Le projet de loi interdit l’utilisation de l’expression «camp polonais de la mort» lors de la description des camps de concentration, existantes sur le territoire de la Pologne occupée. La punition sera soumis à ceux qui tente de «sciemment minimisé la responsabilité de les vrais coupables de ces crimes». Mais en effet, le soulèvement du ghetto de Varsovie захлебнулось encore et pour la raison que la polonaise de la clandestinité n’a pas jugé bon d’aider juif combattants. Et vingt ans après la guerre, les autorités communistes sont allés sur les traces des nazis, faisant de la Pologne «юденфрай».
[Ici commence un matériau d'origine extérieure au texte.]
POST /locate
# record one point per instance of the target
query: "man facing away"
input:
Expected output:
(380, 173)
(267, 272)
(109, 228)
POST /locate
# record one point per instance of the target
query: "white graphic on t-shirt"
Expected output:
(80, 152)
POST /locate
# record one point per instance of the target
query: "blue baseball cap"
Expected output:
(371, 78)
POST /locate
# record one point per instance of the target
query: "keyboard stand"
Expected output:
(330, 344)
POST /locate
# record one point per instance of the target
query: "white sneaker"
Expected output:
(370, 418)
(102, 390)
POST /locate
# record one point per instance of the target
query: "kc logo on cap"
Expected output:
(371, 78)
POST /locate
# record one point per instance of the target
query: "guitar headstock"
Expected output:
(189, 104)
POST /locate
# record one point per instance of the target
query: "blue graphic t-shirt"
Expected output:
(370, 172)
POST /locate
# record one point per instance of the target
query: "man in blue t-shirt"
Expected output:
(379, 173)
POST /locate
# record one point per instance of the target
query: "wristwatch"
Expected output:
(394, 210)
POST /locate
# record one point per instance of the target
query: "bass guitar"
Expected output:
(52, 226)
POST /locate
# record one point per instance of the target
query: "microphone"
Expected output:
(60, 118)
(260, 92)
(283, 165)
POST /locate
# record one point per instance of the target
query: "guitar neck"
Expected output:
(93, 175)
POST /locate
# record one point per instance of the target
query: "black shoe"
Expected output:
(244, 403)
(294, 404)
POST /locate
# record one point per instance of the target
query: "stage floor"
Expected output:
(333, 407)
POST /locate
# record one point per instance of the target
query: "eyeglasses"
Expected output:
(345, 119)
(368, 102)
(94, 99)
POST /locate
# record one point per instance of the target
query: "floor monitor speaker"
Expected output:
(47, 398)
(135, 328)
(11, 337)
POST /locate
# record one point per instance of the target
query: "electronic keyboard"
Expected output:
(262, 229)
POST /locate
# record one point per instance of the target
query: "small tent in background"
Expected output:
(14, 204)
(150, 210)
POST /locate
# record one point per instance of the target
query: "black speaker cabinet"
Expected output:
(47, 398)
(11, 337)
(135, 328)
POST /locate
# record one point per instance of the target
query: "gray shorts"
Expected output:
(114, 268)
Rappelons également que, récemment, au musée «Lohamei ha-гетаот» a ouvert une nouvelle exposition, consacrée à la mémoire de 19 milliers d’enfants juifs emportés dans un accident de la Hollande dans les camps de la mort, dont nous sauvé plus de mille.

Les organisateurs ont rassemblé 3.000 photos et 17.965 les noms de ceux qui ont été oubliés, qui ont perdu de l’identité et de la mémoire… Grâce à eux, les noms de ces enfants et de leur mémoire a réussi à maintenir et à étendre. Pour combien de temps? Dépend de nous tous.

Le musée mémorial de la «Lohamei a-гетаот» est ouverte du dimanche au jeudi de 9:00 à 16:00, le vendredi de 9:00 à 13:00 (y compris des visites à 9h30 et 11h30).

Plus d’informations sur le site et par téléphone 04-9958020.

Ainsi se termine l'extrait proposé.